It was his favourite drink.
But in the Scanderbeg Wood was talking to Mr. Boden.
'All right, Mr. Boden,' said he, 'set the foresail and let us draw ahead. I'll not put up with this. We shall be starving in reality in three days. We'll get even as soon as ever the sea goes down.'
And somehow it got to the men for'ard that the situation was not to last. They ate pease pudding with loathing and smoked heavily.
'We relies on the old man,' they said. 'Oh, what a blighter old Balaam is.'
They kept a mile or two ahead of the Cormorant all that day, and when night fell again the sea was fairly calm and the sky clear.
'We've got three boats fit to go over the side,' said the skipper to Boden. 'Get 'em ready, and now it's dark you can have 'em swung out. Belaying pins will do.'
What belaying pins would do for soon appeared, when the skipper had the men mustered aft.
'Men,' he said, 'all the food which should have been divided is now on board the Cormorant, Captain Balaam, who is no gentleman——'
'He ain't no seaman neither, sir,' said Bill Waite. The others told him to dry up, and he subsided, blushing at his own audacity.
'And I propose to board his vessel and compel him to divide it.'
'Hurrah, hurrah, hurrah!' said the crowd. 'Oh, ain't this somethin' like!'
'If there is any resistance,' went on Wood, 'it must be put down. For that purpose each of you will take a belaying pin, but you will leave your knives behind. In half an hour I shall shorten sail and man the boats. You will all keep silence. I shall go with you myself to see that no unnecessary violence is used. Mr. Hankin, you will remain on board with two of the boys.'
As there were three boys it is unnecessary to state that there was an almost immediate fight to see who were to stay. Both who did were much more damaged next morning than the victim who went.

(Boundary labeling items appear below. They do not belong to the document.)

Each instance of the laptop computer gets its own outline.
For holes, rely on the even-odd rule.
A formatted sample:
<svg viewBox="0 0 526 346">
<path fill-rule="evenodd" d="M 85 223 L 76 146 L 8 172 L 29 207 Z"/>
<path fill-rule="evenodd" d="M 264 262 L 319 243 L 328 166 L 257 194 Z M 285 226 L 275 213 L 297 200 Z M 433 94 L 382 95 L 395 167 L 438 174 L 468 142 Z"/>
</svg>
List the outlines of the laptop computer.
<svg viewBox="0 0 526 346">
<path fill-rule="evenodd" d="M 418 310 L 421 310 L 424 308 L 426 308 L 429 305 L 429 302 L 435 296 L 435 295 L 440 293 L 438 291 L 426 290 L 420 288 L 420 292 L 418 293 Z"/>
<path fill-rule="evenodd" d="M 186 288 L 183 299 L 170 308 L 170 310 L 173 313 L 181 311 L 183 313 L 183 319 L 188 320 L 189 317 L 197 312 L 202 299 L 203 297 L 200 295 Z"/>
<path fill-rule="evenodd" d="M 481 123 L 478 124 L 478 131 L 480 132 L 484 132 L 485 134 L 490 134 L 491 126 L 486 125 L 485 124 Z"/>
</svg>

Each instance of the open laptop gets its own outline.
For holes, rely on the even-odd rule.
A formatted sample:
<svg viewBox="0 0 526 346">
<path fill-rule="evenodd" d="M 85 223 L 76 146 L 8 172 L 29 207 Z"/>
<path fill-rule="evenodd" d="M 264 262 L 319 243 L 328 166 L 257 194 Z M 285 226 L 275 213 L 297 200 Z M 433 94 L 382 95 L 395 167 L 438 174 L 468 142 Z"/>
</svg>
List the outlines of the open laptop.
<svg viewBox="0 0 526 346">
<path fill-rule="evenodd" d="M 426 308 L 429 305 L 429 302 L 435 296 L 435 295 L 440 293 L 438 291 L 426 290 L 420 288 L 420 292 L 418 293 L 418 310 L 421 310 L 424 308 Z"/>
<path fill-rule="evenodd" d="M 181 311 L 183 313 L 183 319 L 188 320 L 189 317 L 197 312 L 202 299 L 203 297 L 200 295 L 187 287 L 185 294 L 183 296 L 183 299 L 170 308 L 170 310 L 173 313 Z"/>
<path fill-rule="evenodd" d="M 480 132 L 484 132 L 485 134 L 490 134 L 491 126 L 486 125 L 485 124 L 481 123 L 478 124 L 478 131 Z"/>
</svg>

At midnight the foresail was clewed up and a few more of the make-shift sails furled. The boats were lowered safely, and in ten minutes the Scanderbeg was only manned by a sorry second mate and two sore boys. The vessel moved off slowly into the starry darkness, looking like a huge house-boat converted into a laundry. To the westward the Cormorant loomed darkly. She grew slowly as they waited in perfect silence.
'This will be a lesson to Balaam,' said Captain Wood across the quiet sea to Boden. 'I hope, I sincerely hope, that he is not drunk, Mr. Boden!'
'Gosh, we're pirates of the deep,' said Waite, and the men in his boat chuckled.
'Silence in your boat, Waite,' said the skipper. And as the Cormorant drew nearer and nearer the boats divided. The skipper's boat and Waite's lay ready to board her on the starboard side. Boden was to rush her on the port. Now they heard the very lip of the seas against her bows. Her broken spars stood up against the sky. They heard a voice aft. Some one struck one bell on board of her. The man on the look-out sleepily said that it was 'All well!' And now her bows were above them. They pulled a stroke and her sides loomed high.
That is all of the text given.